Build-up your emergency fund. Over time and due to the complexity of finances, there are different opinions on how many months your emergency fund needs to last. One thing is certain, you need to build the fund to support you through trying times. Unemployment can now reach and average of 9 months so it is practical to build up your fund for not less than 9 months. But do not stop at 9 months, continue at it as much as you can.

Monitor your credit limit. As you use your card, credit card companies increase your credit limit as a way of thanking you for using the card. It is also given to those that pay their cards on time. With this, it is wise to know what your credit limit is to prevent from overcharging against your card. It is a good practice to keep charges well under your limit to have a manageable monthly payment amount. Being able to meet payments improves your credit standing.

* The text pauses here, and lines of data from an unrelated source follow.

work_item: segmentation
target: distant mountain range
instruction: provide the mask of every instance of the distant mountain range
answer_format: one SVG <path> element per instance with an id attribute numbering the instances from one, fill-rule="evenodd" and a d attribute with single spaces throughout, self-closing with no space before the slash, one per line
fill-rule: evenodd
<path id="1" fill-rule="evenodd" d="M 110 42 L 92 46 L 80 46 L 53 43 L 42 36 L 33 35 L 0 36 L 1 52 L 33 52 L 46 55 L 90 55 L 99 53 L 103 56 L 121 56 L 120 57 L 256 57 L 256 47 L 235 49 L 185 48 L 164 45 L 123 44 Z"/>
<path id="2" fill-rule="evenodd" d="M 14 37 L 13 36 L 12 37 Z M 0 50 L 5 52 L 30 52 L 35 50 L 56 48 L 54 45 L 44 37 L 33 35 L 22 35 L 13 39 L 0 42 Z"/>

Know the good debts that can make you prosper

Saving up money is a great objective for the year but there are certain types of debt that, if used properly, can improve your way of life. By making the right credit decisions, you could keep yourself from turning a potentially good debt into a bad one.

Student loans. Ken IIgunas is a Duke grad student who went to extreme measures in trying to eliminate his student loans as reported by Yahoo.com. This included living in a van and using his gym membership to take showers. But Ken is more of an exception rather than the rule. He saw student loans as an immediate debt he needed to repay in order to graduate debt free, and he did. But for most, student loans are inevitable as you pursue the formal education needed to reach your dreams.

Business loans. This type of loan is acceptable because you are trying to start a business with the objective of making more money. With this, the loan is just a stepping stone in putting up that business which can improve the financial standing of you and your family.

Mortgage loans. It is every American’s dream to own a home. And waiting for the time when you have enough to buy one just doesn’t work for everyone, especially for those earning minimum wage. Taking out a home loan is one way to get that dream house now and put focus on your monthly income. It forces you to mature enough financially and prioritize the house payments before all other unimportant expenses.

As 2014 unfolds, there are steps that we can take to re-assess how we performed the past year and credit decisions we can make for this coming year to improve our way of life. With that objective, the positive effects ripple out not only to ourselves and our family but our community as well.